Nina’s water started to boil, and she poured it over her tea leaves. A bitter smell flushed up, acrid and assaulting, and Aleksandr stepped away. “You’re going to pay her?” said Nina.
“She says she doesn’t need money. I’ll give her something nominally.”
“That’s very odd.” Nina took a sip of her tea. “What if she’s spying on you?”
Aleksandr had considered this. But after thirty years of paranoia — of seeing spies in corners, and ghosts in shadows, and murder in public transportation, and conspiracy in terrorism — he felt sure that she was not.
“What if you’re spying on me?” he said, and tugged at Nina’s hair.
“Grib, stop,” she said. “I just blow-dried it.”

That night — again, and he hoped it didn’t suggest a trend — Aleksandr couldn’t sleep. In bed, with Nina silent beside him, he tried to keep his legs from thrashing. He took deep breaths, but they caught somewhere behind his uvula, stirring little tides of anxiety, eddying over deep pools of energy. He wanted to go to Moscow. He wanted to run a marathon. He wanted, he realized, to get out of the apartment.
For a time, even in recent years, Aleksandr still occasionally went walking. But like American heads of state who insist on taking exercise outside, he was always trailed by a small army of his black-suited security staff. It was tiresome for him, and boring for them, and nothing in the way of freedom or reflection could be achieved. So in the last few years he’d mostly stopped. His universe had become this apartment — tastefully decorated (that was all Nina) and carefully managed, his toast and tea ready for him at five-fifteen in the morning, his afternoon espresso steaming hot at four, his laptop blinking an aquatic blue in the dark, whirling him into contact with the universe. Living in this apartment was like living in a museum, he sometimes thought, everything so immaculately clean, the objects chosen and placed with the care of a curator.
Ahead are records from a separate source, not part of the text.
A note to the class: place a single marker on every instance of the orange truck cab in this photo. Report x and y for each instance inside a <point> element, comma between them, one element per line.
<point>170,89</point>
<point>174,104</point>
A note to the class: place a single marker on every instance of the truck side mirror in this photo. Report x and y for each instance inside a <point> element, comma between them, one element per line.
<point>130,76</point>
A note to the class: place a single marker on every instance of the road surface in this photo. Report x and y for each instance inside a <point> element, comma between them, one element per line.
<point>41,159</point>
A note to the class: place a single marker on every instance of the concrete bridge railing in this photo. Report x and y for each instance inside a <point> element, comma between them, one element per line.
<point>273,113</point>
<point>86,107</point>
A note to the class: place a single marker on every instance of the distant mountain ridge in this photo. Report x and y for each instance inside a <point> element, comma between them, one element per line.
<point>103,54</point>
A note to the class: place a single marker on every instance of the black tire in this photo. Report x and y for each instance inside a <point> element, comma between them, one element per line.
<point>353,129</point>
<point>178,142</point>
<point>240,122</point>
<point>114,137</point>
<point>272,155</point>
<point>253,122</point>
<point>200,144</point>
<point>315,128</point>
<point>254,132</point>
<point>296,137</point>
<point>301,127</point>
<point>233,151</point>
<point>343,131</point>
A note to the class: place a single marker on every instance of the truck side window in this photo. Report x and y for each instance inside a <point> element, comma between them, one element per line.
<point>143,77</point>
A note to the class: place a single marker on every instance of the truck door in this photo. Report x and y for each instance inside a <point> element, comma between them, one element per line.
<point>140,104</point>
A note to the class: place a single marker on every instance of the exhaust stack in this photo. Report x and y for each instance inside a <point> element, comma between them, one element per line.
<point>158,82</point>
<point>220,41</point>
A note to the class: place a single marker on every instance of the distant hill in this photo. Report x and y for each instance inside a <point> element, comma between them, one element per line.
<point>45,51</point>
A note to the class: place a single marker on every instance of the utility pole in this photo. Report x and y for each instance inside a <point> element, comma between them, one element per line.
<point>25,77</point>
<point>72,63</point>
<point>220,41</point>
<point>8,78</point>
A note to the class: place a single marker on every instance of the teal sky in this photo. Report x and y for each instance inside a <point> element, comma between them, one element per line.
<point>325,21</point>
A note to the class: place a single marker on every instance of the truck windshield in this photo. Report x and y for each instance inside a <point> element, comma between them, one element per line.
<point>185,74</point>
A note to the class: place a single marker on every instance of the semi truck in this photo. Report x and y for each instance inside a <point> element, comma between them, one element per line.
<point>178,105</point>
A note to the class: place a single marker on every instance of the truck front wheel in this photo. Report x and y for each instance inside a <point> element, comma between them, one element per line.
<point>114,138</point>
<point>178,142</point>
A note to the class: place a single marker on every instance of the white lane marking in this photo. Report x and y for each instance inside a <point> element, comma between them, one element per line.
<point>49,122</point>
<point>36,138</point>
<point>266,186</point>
Each room had a different unobtrusively pleasant smell — lemon in the kitchen, lavender in the bedroom, some sort of oceanic wind that made him sneeze in the bathroom. He walked the apartment end to end some nights, and when he put his foot down in that forgiving white carpeting, he could smell the rawness of Sakhalin dirt. In his sublime, epic, multilayered bed, he could feel the lethal cold of his room in the kommunalka.
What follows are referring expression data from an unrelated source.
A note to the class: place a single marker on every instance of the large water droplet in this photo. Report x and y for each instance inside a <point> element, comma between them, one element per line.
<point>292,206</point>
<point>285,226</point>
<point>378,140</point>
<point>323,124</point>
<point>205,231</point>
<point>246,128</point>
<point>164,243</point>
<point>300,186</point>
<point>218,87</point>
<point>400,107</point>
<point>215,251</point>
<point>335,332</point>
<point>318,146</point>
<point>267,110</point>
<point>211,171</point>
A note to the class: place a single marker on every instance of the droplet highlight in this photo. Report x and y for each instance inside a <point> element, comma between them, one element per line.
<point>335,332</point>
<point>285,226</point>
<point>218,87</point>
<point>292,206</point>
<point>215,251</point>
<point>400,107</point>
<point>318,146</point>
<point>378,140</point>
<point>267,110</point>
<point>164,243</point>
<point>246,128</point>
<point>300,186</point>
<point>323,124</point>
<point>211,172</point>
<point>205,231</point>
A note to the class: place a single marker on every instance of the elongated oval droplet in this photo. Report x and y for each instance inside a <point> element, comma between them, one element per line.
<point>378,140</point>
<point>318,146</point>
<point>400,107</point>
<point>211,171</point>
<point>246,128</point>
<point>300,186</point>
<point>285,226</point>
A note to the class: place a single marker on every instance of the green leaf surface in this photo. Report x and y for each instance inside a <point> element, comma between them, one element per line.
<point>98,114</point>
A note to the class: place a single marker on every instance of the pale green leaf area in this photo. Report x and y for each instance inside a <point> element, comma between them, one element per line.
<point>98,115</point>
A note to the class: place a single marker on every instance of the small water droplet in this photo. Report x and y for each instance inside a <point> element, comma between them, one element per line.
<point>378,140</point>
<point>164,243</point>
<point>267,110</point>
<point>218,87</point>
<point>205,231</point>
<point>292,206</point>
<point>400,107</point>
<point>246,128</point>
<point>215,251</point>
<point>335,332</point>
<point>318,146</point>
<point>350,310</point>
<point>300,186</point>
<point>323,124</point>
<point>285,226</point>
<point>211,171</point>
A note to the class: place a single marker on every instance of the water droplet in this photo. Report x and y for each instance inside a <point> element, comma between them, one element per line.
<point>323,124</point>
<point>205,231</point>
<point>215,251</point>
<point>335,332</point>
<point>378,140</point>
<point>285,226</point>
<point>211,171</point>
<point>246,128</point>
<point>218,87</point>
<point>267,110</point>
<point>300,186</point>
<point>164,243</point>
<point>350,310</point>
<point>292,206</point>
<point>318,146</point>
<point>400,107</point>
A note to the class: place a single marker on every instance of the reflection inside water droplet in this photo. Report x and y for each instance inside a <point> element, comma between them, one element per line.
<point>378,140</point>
No wonder, then, that he sometimes woke up choking on something that felt like fear. Sometimes he couldn’t quite stand it — the subtle ostentation, the supernatural calm, the fucking order of it all, like a planned economy.
He sat up. He got out of bed and put on his coat over his pajamas, and he put on his running shoes — bought as a Christmas present by Nina, who had grinned and pinched at his hefty trunk — and he punched in the security code at the doorway, blinking a subterranean green, and he found himself outside on the sidewalk. He tried to remember the last time he’d been out alone. There were some early acts of rashness, before the ear came through the window, and there had been a few moments of defiance since then. He’d sneaked out early one forgotten anniversary, when he knew there was no time to order something, and he’d been proud of his romanticism — risking life and limb to get his wife a diamond bracelet. Had she worn it? He couldn’t remember.
The cool of the morning air, the squeak of the snow under his shoes — they were quickly soaked, and a gangrenous ache started climbing up his calves — reminded him of those painfully cold mornings back in the early eighties when he’d run about the city before dawn started melting across the sky, free in his shrinking anonymity. He could envy this strange American woman, almost, and whatever wound had made her leave her country alone and come here to work for him for free. Whatever it was, whatever it had broken in her, it had also broken the mechanism that was small, that huddled, that took tiny steps and looked behind shoulders.